There are many ways to get more crops out of your garden in a given year. Some of the most appropriate for gardeners:

  1. Selection of appropriate varieties — Every vegetable (and fruit and flower) is available in multiple varieties. Some of these varieties are more cold-tolerant than others and will start to grow earlier in the spring (or survive later into the fall) than others. Some varieties also mature more quickly than others, and can therefore be planted and harvested in a narrower window of time (whenever in the season you plant them). See choosing plant varieties for more information.

  2. Locating your garden appropriately — Many gardeners do not have a choice about where to garden. If you do have a choice, however, avoid low ground. Cold air sinks into low spaces, and the temperature difference between the top of a hill (even a very small hill) and the neighboring valley can be multiple degrees.

  3. Use of cold frames (as pictured) – Cold frames are boxes with glass lids that act as miniature greenhouses to trap the sun’s heat. Even a very basic cold frame can be used at the beginning or end of the gardening season to add weeks of extra growing time. Cold frames need not be fancy — any on old window set on top of a wood frame works fine (see picture below).

  4. Use of plastic mulchPlastic mulch is a layer of plastic that you put over the soil and weight down at its edges. The plastic warms the soil underneath it, greatly helping plants that need higher temperatures to grow (this is true not only early and late in the season, but even in the middle, when Midwestern temperatures are a little low for some really heat-loving crops like eggplant and watermelons). Plastic mulch also retains moisture, reducing the need to water your garden, keeps down weeds, reducing the work of weeding, and can reduce problems with some pests and diseases. See laying and removing plastic mulch for tips on how to get started with this technique. Unfortunately, plastic mulch can only be used once and then must be thrown away. There is a material called landscape fabric that serves the same purpose and can be reused multiple times, but it is significantly more expensive than regular black plastic. With landscape fabric, you also need a scissors or a sharp knife to cut holes for your plants.

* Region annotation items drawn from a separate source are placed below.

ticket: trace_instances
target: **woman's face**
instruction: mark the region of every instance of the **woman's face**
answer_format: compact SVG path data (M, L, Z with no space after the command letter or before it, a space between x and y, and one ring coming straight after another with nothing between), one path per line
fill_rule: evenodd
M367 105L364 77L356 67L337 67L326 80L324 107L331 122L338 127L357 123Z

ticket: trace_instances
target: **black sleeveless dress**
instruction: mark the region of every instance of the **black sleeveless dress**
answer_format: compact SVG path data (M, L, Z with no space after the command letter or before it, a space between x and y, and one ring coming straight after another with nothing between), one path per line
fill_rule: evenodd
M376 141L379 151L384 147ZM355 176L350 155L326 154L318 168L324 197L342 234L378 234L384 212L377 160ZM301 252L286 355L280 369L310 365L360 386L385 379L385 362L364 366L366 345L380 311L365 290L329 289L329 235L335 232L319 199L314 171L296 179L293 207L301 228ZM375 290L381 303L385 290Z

  5. Use of floating row covers — Floating row covers are pieces of plastic or (more often) strong, fabric-like material that are placed over crops and anchored around their edges with soil, rocks, or something else. Floating row covers serve as miniature greenhouses, trapping heat and moisture while also keeping pests out. Row covers are light enough that they sit lightly (or “floats”) over the crops so that in most cases nothing needs to be put in between the crop and the row cover. A few crops (tomatoes, peppers, and summer squash) have sensitive tops and you should use wire hoops to keep the row cover from touching the plants. Floating row covers can be used together with plastic mulch to help plants grow even faster in cool weather. Most of the time, row covers are used for both their heatretaining benefits and their power to keep out pests. Sometimes, as with young brassicas (broccoli, cauliflower, and their relatives), the pest-related benefits alone justify the use of floating row covers. If young brassicas are not kept covered, small insects called flea beetles will eat them to death. Once the plants get larger, the row cover can be removed and the plants will survive flea beetle damage.